Former small-town superintendent Marc Thielman, who fought against mask-wearing rules during the pandemic, won the Republican governor’s straw poll of a few hundred conservative Republican Party loyalists in Welches on Saturday night, beating many of the more well-funded fronts in the race. -runners.
Thielman, who served as superintendent of the Alsea School District for more than a decade, received 53% of the vote in the first round of ranking voting at the traditional Dorchester Conference of Oregon Republicans. He beat Sandy Mayor Stan Pulliam who got 17%, political consultant Bridget Barton who got 13% and former House Minority Leader Christine Drazan with 9% of the vote. Bud Pierce, a Salem oncologist who was the Republican nominee in 2016 and is leading in some polls, received less than 1%.

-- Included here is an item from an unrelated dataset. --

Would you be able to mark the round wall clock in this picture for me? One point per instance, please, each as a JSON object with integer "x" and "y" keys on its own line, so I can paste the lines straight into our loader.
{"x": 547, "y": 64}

Only 223 votes were cast in Saturday’s poll, which historically has not been an accurate predictor of who will win the Republican primary, but is an indicator of which candidates some conservative party leaders favor.
While 19 Republicans filed for Oregon governor, only nine were on the ballot for Saturday’s straw ballot. Ranking voting meant that the candidates with the fewest votes were eliminated round by round. In the final round, Thielman got 61% of the vote, beating Barton, who got 25%.
The Dorchester Conference, launched in 1965, has in recent years drawn conservatives and party loyalists from across the state for a weekend of speeches, festivities and candidate debates.
Thielman, a conservative Republican, has raised about $251,000 so far, which includes a $20,000 loan he made to his campaign, campaign finance records show. This has nothing to do with the $2.14 million raised by Drazan, the nearly $1.3 million raised by former lawmaker and business consultant Bob Tiernan, and the nearly $1 million that Pierce donated to his own campaign, which raised nearly $1.6 million in total.
Thielman made waves in January when the Alsea School Board voted on his request to make masks optional in classrooms, going against COVID-19 protocols set by the Oregon Health Authority.
In February, Thielman resigned as superintendent, saying he wanted to devote his full attention to running for governor. His resignation came a week after three formal complaints were filed against him, alleging a hostile work environment, illegal firing practices and disregard for views that were not his own.